The Optimism team has abandoned the whitelist concept and opened access to its Ethereum L2 solution to all developers. Any project can now deploy smart contracts on the network.
Today is the day. 🍾
The whitelist is officially gone and anyone can deploy to Optimism!https://t.co/XFCL7yKh8n
— Optimism (@optimismPBC) December 16, 2021
Previously, interaction with the L2 solution was limited to authorized projects such as Uniswap and Synthetix. According to the developers, this restriction was necessary to test Optimism, as a small number of teams made it easier to plan and implement updates.
Representatives of the authorized projects, in turn, were always in touch and promptly reported any bugs they found.
In a blog post, “Over the past year we have been stress-testing and hardening the network. After lengthy preparation, we finally feel we can shed the training wheels,” it says.
In November, developers launched in the Optimism network the ‘EVM Equivalence’ (EVM Equivalence), stating that its functionality fully matches the original EVM.
The team emphasised that it plans to continue working on decentralising the project. Next year, they promised to unveil “a few interesting updates” that will make the network faster, cheaper and more secure.

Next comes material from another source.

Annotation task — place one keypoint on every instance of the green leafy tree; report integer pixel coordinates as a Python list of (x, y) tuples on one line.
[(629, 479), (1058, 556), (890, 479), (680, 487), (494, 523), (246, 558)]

The developers stressed that, for the project’s development, they retained control over key parts of the system such as a multisig wallet that allows updating any of the Optimism contracts deployed on Ethereum.
With the whitelist scrapped, Optimism’s TVL could rise. According to L2 Beat, as of writing about $377 million is locked in the project’s smart contracts.
In August, Optimism integrated the liquidity aggregator from the decentralized exchange 1inch.